Con la huida de Margarita y la promesa de Felipe IV de conquistarla cueste lo que cueste, terminan tanto el capítulo como las referencias a Alcalá, aunque la novela continúa relatando los múltiples intentos del monarca por conquistar a la inocente muchacha, los cuales tendrán como colofón el asalto del mismo al convento y la forma en que las monjas consiguen burlar su intento haciéndole creer que la novicia ha muerto, tras lo cual éste decide dejarla profesar sus votos en paz, renunciando a molestarla más así como a sus sacrílegas pretensiones.

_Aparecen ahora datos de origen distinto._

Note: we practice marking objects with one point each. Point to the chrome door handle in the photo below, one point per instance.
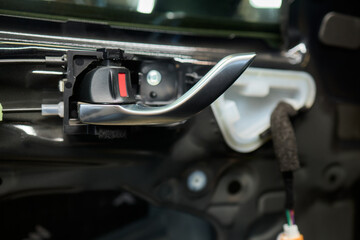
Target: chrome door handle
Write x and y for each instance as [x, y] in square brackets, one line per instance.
[201, 95]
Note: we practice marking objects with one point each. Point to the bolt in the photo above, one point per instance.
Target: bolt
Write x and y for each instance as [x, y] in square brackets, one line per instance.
[153, 77]
[197, 181]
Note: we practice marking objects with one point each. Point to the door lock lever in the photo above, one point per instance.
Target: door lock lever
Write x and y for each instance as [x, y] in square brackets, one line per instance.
[201, 95]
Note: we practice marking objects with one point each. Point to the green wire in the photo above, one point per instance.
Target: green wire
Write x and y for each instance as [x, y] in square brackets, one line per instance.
[288, 217]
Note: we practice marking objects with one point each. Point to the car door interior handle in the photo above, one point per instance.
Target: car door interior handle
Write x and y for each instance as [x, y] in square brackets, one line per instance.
[201, 95]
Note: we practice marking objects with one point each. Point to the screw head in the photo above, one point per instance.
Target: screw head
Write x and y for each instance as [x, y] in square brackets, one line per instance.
[153, 77]
[197, 181]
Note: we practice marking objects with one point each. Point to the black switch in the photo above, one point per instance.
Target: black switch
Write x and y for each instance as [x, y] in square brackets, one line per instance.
[109, 84]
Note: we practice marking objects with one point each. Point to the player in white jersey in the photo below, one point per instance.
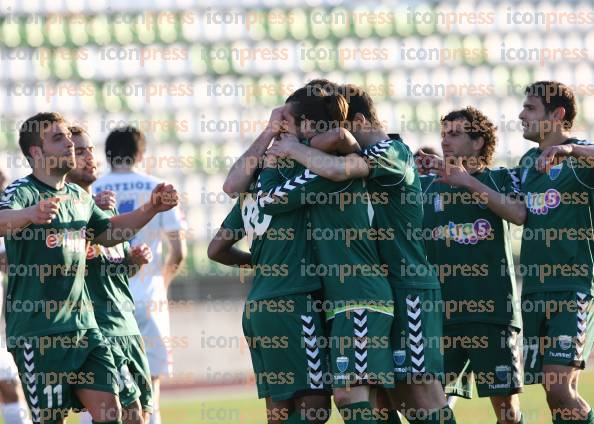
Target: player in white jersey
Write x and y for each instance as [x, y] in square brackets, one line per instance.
[124, 149]
[13, 405]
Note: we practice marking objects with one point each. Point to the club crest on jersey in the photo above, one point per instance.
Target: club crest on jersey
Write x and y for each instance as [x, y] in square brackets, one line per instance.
[565, 342]
[342, 362]
[541, 203]
[399, 356]
[555, 171]
[502, 372]
[438, 203]
[466, 233]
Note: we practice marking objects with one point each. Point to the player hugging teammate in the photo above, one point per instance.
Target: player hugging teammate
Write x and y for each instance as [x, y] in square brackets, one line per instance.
[309, 170]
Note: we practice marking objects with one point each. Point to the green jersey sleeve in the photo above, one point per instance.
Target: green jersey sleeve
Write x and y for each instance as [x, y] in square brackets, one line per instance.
[16, 196]
[389, 158]
[234, 220]
[99, 221]
[277, 195]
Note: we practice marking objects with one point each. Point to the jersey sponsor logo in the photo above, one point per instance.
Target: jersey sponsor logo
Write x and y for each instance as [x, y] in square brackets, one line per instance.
[255, 222]
[74, 241]
[467, 233]
[113, 254]
[342, 362]
[503, 372]
[399, 357]
[565, 342]
[555, 171]
[541, 203]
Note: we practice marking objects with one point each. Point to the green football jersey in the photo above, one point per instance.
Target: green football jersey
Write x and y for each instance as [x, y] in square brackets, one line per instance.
[279, 250]
[341, 233]
[395, 190]
[557, 242]
[46, 275]
[470, 248]
[108, 285]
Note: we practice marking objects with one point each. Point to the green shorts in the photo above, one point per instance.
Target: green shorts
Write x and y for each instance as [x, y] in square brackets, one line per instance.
[285, 336]
[52, 368]
[134, 377]
[488, 354]
[558, 330]
[360, 348]
[416, 334]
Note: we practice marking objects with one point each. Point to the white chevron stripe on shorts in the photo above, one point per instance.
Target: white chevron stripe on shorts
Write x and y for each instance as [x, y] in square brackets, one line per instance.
[31, 383]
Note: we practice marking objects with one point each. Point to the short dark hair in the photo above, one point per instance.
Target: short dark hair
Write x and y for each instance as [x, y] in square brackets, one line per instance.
[480, 126]
[360, 102]
[313, 102]
[123, 145]
[554, 94]
[30, 133]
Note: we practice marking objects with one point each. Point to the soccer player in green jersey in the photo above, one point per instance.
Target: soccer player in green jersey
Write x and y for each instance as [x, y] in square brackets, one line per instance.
[556, 259]
[360, 303]
[469, 244]
[395, 193]
[51, 329]
[282, 323]
[108, 269]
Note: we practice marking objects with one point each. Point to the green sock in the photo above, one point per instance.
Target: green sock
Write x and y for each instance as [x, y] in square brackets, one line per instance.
[357, 413]
[559, 419]
[442, 416]
[294, 418]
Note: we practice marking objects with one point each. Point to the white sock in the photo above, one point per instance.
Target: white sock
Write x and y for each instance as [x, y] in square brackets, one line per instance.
[15, 413]
[155, 416]
[85, 418]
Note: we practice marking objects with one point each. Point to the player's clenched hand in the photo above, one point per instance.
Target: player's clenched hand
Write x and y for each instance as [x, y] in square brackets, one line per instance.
[427, 163]
[106, 200]
[552, 156]
[45, 211]
[141, 254]
[276, 122]
[164, 197]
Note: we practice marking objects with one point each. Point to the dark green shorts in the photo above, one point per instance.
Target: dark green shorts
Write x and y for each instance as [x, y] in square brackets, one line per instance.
[416, 334]
[52, 368]
[134, 377]
[360, 348]
[558, 330]
[488, 354]
[286, 340]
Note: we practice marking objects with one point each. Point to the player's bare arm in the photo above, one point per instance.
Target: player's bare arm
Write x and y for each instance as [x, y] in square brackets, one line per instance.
[221, 249]
[553, 155]
[242, 172]
[335, 168]
[123, 227]
[512, 209]
[138, 256]
[41, 213]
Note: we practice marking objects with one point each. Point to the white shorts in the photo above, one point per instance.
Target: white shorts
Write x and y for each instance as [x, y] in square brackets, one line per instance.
[152, 316]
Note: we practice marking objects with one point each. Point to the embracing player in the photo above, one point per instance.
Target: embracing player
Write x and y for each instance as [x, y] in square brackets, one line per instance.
[468, 241]
[52, 334]
[557, 180]
[108, 269]
[396, 206]
[281, 304]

Y eso es todo. Aunque en realidad la presencia de nuestra ciudad en la novela de Carrere es escasa, y está trufada por si fuera poco de errores de bulto, no por ello deja de ser un excelente relato que se lee con agrado y deja un buen sabor de boca, razón por la que les recomiendo su lectura. El volumen que yo he utilizado, cuya portada reproduzco, es una antología de obras de este autor editada por José Montero Padilla y publicada en 1999 por la editorial Castalia, aunque existen también otras ediciones antiguas, alguna de ellas bajo el título de La leyenda de San Plácido.

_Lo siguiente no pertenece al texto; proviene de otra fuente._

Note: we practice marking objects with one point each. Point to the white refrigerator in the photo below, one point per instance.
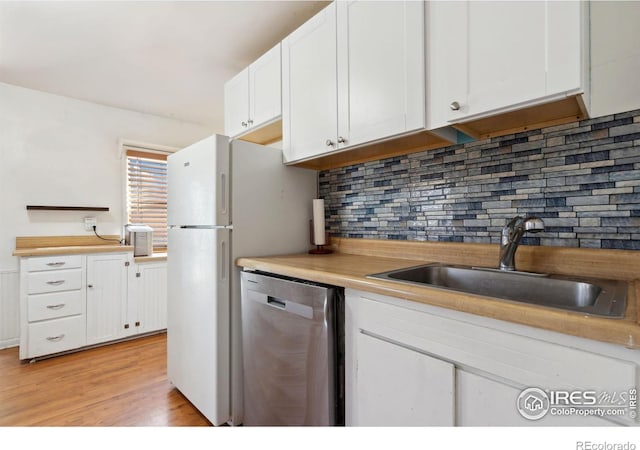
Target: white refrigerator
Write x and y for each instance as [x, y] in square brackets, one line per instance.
[225, 200]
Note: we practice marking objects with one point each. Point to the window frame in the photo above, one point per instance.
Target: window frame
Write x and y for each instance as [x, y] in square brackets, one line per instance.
[154, 152]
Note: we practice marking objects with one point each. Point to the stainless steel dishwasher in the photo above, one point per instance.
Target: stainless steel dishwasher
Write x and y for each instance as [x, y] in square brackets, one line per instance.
[293, 351]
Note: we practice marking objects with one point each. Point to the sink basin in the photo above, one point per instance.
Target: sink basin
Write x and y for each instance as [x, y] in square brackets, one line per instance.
[589, 296]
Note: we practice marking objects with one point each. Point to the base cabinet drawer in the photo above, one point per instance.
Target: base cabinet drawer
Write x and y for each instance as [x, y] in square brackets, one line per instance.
[54, 305]
[56, 335]
[54, 281]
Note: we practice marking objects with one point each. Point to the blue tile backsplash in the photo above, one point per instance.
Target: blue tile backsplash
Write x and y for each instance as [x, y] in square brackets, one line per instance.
[582, 178]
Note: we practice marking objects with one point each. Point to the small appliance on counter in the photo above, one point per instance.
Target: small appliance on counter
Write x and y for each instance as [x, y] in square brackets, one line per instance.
[140, 237]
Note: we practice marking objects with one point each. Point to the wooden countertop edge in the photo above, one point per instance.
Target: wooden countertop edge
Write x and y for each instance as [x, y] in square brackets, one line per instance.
[160, 257]
[625, 332]
[72, 250]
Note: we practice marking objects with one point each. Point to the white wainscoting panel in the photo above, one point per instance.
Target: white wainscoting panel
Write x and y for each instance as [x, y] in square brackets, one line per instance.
[9, 308]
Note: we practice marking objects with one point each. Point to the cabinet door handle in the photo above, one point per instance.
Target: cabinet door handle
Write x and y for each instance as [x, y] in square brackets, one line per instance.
[55, 338]
[58, 306]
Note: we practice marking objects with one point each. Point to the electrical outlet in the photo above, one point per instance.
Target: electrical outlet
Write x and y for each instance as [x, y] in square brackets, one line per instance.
[89, 223]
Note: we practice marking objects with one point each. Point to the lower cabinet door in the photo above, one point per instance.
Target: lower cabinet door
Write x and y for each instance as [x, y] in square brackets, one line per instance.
[58, 335]
[398, 386]
[107, 298]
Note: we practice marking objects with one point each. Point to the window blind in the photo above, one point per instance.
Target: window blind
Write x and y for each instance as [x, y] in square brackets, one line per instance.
[147, 193]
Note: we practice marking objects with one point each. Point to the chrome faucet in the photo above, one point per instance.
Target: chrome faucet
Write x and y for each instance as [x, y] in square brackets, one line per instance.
[512, 234]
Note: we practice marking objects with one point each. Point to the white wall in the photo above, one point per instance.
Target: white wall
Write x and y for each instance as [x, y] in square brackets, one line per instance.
[615, 57]
[60, 151]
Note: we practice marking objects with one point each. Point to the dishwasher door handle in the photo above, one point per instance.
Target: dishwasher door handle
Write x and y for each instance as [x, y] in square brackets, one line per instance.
[280, 304]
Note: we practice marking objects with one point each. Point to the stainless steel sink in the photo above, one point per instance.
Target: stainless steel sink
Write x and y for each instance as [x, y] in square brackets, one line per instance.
[588, 296]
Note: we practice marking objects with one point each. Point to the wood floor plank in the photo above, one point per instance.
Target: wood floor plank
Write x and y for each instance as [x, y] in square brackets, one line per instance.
[122, 384]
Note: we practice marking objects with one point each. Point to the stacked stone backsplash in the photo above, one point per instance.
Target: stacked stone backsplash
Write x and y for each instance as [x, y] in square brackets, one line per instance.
[582, 179]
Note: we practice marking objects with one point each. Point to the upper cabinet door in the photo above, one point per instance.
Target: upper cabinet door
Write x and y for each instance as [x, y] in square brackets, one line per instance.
[489, 57]
[309, 87]
[381, 69]
[265, 90]
[236, 104]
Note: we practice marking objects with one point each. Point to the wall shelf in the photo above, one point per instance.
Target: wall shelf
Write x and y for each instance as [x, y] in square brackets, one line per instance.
[66, 208]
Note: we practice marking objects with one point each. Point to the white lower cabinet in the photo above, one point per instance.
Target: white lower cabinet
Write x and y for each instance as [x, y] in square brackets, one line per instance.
[106, 297]
[482, 401]
[385, 402]
[72, 301]
[413, 364]
[147, 309]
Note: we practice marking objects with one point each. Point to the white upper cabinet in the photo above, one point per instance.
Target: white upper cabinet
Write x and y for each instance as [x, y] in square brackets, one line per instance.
[253, 97]
[353, 74]
[487, 58]
[309, 88]
[381, 67]
[236, 104]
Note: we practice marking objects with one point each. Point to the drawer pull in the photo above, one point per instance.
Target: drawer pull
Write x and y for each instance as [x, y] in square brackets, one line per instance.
[58, 306]
[55, 338]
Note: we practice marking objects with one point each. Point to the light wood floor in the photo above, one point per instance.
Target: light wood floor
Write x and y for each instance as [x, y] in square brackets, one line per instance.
[123, 384]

No acaba aquí la presencia de Alcalá en la obra de Emilio Carrere, ya que asimismo hace mención a nuestra ciudad en su novela La torre de los siete jorobados, cuya curiosa historia ya ha sido comentada anteriormente. No obstante, según el documentado estudio de Jesús Palacios que hace de prólogo a la reedición de la editorial Valdemar1, en el cual se establece la autoría de cada uno de los capítulos, la referencia a Alcalá correspondería al propio Emilio Carrere al pertenecer al relato original Un crimen inverosímil que sirvió de embrión de la misma, y no a la ampliación de este último realizada por Jesús de Aragón. La referencia, aunque breve y tangencial, es jugosa, puesto que constituye un curioso ucronismo al ubicar la extinta universidad complutense en la España contemporánea del autor -es decir, el primer tercio del siglo XX-, casi un siglo después de que ésta hubiera sido suprimida por los gobiernos liberales del reinado de Isabel II.

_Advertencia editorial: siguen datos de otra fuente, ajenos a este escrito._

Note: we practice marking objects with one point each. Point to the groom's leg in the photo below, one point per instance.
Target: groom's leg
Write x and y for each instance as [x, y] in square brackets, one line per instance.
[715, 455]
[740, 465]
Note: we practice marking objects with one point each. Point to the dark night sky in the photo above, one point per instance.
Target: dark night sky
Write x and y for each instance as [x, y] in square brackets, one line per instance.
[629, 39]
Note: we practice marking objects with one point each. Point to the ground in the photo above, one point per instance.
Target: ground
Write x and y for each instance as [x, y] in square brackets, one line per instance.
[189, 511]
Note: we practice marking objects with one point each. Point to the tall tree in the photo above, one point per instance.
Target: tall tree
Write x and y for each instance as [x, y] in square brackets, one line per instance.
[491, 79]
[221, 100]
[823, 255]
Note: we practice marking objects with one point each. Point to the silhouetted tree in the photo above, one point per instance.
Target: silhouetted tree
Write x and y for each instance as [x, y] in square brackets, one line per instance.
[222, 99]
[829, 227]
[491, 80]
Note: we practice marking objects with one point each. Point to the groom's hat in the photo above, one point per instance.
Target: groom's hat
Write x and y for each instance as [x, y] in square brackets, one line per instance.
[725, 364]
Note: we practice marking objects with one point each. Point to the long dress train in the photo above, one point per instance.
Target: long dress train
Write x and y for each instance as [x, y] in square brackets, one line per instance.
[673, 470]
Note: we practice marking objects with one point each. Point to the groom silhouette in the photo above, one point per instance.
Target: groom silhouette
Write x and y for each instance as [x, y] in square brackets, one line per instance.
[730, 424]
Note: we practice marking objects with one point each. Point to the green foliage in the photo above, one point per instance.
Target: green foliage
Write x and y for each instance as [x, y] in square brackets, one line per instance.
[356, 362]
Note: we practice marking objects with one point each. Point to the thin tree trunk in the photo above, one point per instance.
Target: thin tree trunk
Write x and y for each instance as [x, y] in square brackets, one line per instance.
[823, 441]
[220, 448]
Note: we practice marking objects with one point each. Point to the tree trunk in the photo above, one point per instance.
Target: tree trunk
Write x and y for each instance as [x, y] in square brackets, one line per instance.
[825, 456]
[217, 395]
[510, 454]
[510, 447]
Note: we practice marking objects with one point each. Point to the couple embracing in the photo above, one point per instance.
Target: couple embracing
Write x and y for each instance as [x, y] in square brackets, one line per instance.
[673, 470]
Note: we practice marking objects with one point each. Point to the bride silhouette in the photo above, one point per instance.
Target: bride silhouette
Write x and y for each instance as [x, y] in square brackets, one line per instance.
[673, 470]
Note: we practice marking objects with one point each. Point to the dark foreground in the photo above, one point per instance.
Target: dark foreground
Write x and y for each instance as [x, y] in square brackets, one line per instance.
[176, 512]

La cita, en concreto, pertenece al capítulo titulado La extraña escritura del señor Catafalco, donde el fantasma de este personaje se aparece al protagonista, Basilio Beltrán, para pedirle que vengue su asesinato, el cual ha sido inducido por el vengativo padre de una niña fallecida de muerte natural -el señor Catafalco era médico- a la cual éste no había podido salvar la vida. Dice así el finado:


Un asunto profesional -un Congreso antituberculoso- me obligó a salir de la corte. Al subir al tren me fijé casualmente en un jovenzuelo muy mal vestido y de aspecto enfermizo que me miraba con insistencia inquietadora.

(...)

Dos horas después, al descender en Alcalá de Henares, en cuya Universidad se celebraba el Congreso, a la salida de la estación, detrás de un árbol del camino, volví a ver al mozalbete enfermizo y mal trajeado, siempre con la mano derecha hundida en el bolsillo de su chaqueta.


Asustado, puesto que gracias a la visión de otra paciente conoce el día del mes y la hora exacta -aunque no el mes- en que corre el riesgo de ser asesinado, corre a la fonda y se encierra en su habitación a la espera de que pase la hora fatídica. Y se pregunta:


¿Estaría en Alcalá el mozo sospechoso, o sólo sería una alucinación de mis ojos aterrorizados? Casi juraría que era él, aunque sólo le vi rápidamente al paso, medio oculto por un tronco de árbol.


Finalmente, tras evitar el intento del misterioso joven de entrevistarse con él, consigue conjurar el peligro al menos en esa ocasión... Aunque más adelante será finalmente asesinado, pero esto no tendrá lugar ya en Alcalá, que por cierto no vuelve a ser citada de nuevo en la novela por ninguno de los dos autores, desarrollándose la acción en la villa de Madrid.




1 CARRERE, Emilio. La torre de los siete jorobados. Prólogo de Jesús Palacios. Col. El club Diógenes, nº 90. Ed. Valdemar. Madrid, 1998.